The biggest reason the company was given such a low moat rating is that although their solution is a good one, its benefits may not necessarily have the power to fend off competitors as competitors could potentially replicate its product offering if they desire.
Risks to Moat and Business
- Competitor Replication: Competitors could successfully replicate Dayforce’s offerings, undermining the company’s competitive advantage.
- Technological Disruption: The HCM market is rapidly changing, and an innovation in AI or other software could render their solutions obsolete, resulting in loss of market share.
- High Level of Competition: Existing large players could engage in a price war or product improvements to harm the company’s profitability.

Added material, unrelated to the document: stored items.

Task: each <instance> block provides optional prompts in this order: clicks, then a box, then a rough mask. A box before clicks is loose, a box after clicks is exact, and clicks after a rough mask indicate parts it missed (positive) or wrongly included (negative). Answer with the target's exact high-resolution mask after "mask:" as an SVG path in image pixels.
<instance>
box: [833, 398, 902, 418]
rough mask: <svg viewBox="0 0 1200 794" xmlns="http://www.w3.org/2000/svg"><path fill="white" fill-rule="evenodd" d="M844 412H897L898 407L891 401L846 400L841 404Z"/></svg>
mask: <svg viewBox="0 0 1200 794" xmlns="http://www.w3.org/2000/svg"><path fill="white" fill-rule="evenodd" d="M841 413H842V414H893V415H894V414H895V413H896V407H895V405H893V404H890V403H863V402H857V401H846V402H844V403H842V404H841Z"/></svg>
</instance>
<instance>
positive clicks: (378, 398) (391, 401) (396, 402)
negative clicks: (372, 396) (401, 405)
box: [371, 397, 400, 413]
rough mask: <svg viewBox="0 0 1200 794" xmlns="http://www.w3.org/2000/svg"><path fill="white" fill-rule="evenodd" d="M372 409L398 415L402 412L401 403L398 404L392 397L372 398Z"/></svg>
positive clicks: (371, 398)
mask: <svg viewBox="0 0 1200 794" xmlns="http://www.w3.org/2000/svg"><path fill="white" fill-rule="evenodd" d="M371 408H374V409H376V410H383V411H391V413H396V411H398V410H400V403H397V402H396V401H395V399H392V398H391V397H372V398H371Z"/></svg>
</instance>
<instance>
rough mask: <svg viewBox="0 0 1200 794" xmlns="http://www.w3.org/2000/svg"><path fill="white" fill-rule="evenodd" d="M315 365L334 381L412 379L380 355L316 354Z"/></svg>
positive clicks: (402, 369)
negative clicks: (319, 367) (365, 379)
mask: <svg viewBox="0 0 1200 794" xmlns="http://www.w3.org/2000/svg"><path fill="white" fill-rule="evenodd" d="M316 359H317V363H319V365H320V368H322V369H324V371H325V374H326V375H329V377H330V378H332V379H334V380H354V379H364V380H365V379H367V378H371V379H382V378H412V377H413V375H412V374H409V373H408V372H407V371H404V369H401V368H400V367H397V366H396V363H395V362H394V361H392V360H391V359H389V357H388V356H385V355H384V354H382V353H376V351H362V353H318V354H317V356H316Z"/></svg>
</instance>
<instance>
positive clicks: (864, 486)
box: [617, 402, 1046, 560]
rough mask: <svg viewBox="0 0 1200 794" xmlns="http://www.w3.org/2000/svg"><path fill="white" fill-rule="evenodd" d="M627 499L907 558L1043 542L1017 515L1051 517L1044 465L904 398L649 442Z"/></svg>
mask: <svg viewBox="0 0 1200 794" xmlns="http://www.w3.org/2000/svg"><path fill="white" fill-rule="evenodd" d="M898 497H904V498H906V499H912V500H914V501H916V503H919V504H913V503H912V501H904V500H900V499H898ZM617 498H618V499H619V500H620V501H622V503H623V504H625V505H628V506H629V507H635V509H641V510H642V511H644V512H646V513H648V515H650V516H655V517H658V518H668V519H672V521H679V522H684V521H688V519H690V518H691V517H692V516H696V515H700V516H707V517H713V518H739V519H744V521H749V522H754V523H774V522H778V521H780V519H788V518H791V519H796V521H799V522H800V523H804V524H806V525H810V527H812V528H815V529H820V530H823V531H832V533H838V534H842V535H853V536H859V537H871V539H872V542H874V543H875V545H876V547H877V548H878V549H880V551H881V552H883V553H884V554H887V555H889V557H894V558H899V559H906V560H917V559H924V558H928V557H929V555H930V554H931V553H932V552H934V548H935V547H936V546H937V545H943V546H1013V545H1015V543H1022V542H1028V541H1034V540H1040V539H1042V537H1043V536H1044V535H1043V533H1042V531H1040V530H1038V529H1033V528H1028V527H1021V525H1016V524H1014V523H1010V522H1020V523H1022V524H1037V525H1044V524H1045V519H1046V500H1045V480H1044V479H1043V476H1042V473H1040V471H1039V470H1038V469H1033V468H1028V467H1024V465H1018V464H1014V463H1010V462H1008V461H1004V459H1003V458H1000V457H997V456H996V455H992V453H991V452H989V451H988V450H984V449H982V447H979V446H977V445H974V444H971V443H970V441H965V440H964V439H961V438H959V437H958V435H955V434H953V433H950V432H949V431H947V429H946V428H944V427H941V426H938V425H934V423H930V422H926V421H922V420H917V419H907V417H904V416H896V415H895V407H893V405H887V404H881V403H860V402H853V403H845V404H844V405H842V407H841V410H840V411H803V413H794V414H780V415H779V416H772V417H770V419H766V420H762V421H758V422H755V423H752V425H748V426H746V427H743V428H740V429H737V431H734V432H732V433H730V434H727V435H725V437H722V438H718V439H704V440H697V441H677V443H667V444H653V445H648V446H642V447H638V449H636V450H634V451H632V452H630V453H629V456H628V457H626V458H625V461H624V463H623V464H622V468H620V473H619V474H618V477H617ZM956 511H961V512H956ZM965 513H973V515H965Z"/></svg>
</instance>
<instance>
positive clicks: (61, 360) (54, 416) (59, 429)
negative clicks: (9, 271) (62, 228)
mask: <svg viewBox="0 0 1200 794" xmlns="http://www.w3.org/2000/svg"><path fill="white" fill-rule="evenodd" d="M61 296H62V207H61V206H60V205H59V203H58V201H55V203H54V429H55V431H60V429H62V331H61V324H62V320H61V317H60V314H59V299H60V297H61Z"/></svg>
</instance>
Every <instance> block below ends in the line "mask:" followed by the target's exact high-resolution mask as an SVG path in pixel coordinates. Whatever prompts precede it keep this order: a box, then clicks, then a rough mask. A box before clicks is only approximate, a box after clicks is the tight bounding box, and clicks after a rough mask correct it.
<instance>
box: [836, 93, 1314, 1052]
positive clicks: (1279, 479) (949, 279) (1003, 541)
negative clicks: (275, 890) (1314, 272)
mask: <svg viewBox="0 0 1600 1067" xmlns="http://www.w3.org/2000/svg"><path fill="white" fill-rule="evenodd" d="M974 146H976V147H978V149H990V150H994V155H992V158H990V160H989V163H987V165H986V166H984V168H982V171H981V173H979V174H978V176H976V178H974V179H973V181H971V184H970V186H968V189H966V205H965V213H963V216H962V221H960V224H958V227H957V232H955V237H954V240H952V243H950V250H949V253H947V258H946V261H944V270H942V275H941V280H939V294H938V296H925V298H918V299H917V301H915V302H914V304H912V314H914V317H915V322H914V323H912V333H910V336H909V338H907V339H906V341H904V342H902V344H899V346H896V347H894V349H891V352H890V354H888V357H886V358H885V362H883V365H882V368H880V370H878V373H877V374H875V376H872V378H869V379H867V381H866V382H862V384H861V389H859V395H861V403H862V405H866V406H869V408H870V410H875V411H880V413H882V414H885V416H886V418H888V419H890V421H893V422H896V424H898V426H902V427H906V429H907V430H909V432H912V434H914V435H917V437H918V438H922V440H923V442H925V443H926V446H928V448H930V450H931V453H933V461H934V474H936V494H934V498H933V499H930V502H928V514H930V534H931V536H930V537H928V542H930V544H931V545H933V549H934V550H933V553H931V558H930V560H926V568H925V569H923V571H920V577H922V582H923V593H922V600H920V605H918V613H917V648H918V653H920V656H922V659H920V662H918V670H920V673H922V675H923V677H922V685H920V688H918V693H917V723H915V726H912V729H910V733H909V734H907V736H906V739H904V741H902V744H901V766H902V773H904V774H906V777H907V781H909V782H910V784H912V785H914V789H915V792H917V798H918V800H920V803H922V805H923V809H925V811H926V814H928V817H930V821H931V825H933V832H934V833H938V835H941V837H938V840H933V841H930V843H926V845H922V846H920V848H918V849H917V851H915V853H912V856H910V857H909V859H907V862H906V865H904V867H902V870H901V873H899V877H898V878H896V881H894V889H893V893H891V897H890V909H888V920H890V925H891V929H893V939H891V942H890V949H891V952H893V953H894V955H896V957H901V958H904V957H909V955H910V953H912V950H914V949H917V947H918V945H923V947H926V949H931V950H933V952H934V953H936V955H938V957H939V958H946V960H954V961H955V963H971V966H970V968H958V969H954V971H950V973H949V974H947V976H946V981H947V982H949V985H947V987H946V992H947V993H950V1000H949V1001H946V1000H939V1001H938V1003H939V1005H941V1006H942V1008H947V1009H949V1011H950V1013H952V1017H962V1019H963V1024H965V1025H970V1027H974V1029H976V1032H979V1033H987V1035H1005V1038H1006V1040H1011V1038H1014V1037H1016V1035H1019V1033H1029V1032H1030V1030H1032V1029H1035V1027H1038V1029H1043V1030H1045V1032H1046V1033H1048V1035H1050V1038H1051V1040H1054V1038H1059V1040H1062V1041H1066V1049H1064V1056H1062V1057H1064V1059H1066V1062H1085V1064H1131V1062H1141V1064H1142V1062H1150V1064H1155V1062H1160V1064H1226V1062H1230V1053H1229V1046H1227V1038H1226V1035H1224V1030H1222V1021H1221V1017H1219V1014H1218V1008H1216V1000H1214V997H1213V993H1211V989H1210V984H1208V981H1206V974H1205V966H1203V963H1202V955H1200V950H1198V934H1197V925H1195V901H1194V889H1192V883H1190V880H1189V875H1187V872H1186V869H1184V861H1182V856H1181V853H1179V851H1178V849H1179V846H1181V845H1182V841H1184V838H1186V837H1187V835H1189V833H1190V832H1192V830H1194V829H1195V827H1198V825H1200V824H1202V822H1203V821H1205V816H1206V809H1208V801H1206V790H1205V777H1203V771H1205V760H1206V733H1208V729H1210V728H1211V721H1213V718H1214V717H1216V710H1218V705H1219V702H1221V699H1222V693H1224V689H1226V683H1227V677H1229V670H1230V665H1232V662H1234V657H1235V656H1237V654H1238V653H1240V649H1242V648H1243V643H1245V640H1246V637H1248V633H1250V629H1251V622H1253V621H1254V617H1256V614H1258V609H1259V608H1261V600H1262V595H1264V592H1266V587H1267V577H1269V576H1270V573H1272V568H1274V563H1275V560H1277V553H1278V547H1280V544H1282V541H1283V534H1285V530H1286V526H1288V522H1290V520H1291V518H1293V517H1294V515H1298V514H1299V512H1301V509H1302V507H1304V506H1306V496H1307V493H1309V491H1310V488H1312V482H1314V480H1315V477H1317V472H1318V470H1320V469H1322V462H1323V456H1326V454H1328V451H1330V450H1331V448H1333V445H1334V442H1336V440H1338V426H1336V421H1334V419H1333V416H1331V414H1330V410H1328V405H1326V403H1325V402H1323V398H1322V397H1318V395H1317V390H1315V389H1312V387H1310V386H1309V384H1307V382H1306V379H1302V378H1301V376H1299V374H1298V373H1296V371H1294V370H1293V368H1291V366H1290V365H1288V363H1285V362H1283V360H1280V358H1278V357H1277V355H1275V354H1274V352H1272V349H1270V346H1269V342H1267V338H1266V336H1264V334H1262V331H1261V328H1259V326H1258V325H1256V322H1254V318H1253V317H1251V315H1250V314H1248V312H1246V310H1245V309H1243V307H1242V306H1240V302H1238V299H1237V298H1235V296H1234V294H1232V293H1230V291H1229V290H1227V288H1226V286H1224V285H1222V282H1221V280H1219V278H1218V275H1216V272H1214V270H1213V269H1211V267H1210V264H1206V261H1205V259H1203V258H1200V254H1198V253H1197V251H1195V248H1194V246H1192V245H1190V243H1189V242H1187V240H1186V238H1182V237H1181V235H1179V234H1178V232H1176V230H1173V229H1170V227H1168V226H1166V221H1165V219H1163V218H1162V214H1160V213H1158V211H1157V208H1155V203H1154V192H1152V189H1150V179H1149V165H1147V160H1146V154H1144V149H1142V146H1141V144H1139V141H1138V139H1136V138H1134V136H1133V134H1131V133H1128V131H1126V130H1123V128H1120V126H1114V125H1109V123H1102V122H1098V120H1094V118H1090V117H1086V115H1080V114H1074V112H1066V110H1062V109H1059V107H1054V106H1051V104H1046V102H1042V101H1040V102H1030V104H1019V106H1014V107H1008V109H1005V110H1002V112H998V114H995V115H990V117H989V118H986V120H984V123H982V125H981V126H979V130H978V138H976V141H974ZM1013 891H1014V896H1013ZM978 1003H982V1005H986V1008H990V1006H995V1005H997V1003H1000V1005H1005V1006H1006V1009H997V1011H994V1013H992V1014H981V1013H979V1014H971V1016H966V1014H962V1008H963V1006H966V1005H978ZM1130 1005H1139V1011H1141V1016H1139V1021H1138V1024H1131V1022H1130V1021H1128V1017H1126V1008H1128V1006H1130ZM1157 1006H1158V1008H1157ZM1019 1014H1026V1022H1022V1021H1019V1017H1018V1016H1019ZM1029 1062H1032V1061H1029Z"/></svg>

- Acquisition Challenges: Their main strategy is to grow through acquisitions, and failure to successfully integrate those can impede their growth and have a negative effect on their financials.
- Cybersecurity Risk: Since the company’s offerings are primarily based in cloud based software and deals with sensitive personal data, they are very vulnerable to cybersecurity breaches that can harm both the image and financials of the company.
- Regulatory Risk: The company provides solutions across various jurisdictions and compliance with laws, regulations, and accounting practices may become an important barrier to entry for new competition, or to disrupt the company’s business model.
- Macroeconomic Factors: Any downturn in the economy, changes in interest rates, inflation, changes in tax laws and other macroeconomic events might have negative effects on the performance and financials of the company.
The biggest risk to their moat is a larger tech company, that has enough resources and know-how, deciding to copy and directly compete with them.
Understandability Rating: 2 / 5
Their business model and value drivers are relatively straightforward (cloud-based services, a diverse set of offerings, large customers) but it also involves navigating complex tax law, different financial regulations, cybersecurity risk etc, which makes understanding the business operations beyond the surface more difficult.
Balance Sheet Health Rating: 3 / 5
Their balance sheet has strong positive cash balance, and low short term debt. This is counteracted by low share holders equity and negative owners’ earnings. Given that, the balance sheet health is considered ok, but not great.